Data deposited in S3

  • Data is logged in the specified S3 bucket organized by date time. A top level folder can be pre-pended (example, mylog or mylog/, the second one will create a folder).
  • The S3 object names contain a version after the date time. The version corresponds to an increasing integer value (the value is incremented every time the delivery stream config is updated).
  • Data can be gzipped (only compression supported by Redshift COPY).

Data COPY to Redshift

  • Periodically copied from S3 to Redshift using COPY command. Uses manifest files to ensure proper COPY. A manifests folder is created that holds the manifest files.
  • An errors folder is created for failed COPY commands (contains manifest files containing the failed data files).
  • Retries: Try every 5 minutes for 60 minutes. After 60 minutes, skips the current batch and adds manifests to the errors folder. This data must then be manually COPY to Redshift table.

Troubleshooting S3 put

Reference: http://docs.aws.amazon.com/firehose/latest/dev/troubleshooting.html

1. Check data delivery metrics (see below). Is the data flowing?

2. Check the S3 bucket exists.

3. Check Firehose IAM role. Does it have permission to write to S3.

Troubleshooting COPY to Redshift

When COPY fails, Firehose retries every 5 minutes for 1 hour. After that it writes manifests to the "error" folder in S3. While this happening, all other traffic blocked!

1. Check configuration of Redshift config in Firehose

2. Check tracking tables in Redshift.

select * from stl_connection_log where remotehost like '52%' order by recordtime desc;

select * from stl_query order by endtime desc limit 100;

select tablename,
   HAS_TABLE_PRIVILEGE(tablename, 'select') as select,
   HAS_TABLE_PRIVILEGE(tablename, 'insert') as insert,
   HAS_TABLE_PRIVILEGE(tablename, 'update') as update,
   HAS_TABLE_PRIVILEGE(tablename, 'delete') as delete,
   HAS_TABLE_PRIVILEGE(tablename, 'references') as references
from pg_tables where schemaname='public' order by tablename;


select * from stl_load_errors  order by starttime desc;
select * from stl_error where userid!=0 order by recordtime desc;

Monitor Dataselect * from stl_query order by endtime desc limit 10; Delivery Metrics

Kinesis Firehose publishes CloudWatch metrics.
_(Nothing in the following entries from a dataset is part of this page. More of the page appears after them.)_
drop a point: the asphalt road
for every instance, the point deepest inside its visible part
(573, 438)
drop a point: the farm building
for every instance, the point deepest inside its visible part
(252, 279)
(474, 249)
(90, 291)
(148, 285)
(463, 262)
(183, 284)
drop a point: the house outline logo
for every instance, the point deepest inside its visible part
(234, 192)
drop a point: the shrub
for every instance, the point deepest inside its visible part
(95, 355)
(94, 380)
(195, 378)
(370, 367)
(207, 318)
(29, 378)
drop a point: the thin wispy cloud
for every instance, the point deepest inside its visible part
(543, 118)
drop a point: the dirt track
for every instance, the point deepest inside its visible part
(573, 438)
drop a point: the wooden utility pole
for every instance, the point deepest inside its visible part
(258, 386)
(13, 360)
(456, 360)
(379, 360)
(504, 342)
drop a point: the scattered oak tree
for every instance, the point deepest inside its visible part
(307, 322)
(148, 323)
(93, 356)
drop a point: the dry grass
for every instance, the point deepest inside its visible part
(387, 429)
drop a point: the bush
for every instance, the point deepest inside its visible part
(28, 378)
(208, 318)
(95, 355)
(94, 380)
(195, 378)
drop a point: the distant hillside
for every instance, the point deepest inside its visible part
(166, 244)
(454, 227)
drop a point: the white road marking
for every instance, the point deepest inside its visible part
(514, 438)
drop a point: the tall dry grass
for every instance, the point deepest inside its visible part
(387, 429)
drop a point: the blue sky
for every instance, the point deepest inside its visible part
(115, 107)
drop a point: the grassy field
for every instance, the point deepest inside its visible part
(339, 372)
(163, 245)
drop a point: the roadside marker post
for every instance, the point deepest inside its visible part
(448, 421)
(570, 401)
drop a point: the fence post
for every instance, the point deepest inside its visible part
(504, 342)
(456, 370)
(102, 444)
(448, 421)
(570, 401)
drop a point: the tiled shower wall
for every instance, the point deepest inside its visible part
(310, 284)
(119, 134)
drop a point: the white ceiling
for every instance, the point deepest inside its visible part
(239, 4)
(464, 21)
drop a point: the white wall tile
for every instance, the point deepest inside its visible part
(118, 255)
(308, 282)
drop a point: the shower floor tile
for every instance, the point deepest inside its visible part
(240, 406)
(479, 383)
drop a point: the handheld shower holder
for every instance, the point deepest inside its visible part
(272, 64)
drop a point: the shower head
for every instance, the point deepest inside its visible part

The following are particularly useful.

Incoming.Records: Is the data being received in the delivery stream.

DeliveryToS3.Records: Records delivered to S3.

DeliveryToS3.DataFreshness: Maximum age in seconds of the oldest undelivered record in Firehose. Any data older than this has been delivered to S3.

DeliveryToRedshift.Records: Number of records copied to Redshift.

DeliveryToRedshift.Success: Sum  of Redshift COPY commands over sum of all COPY commands.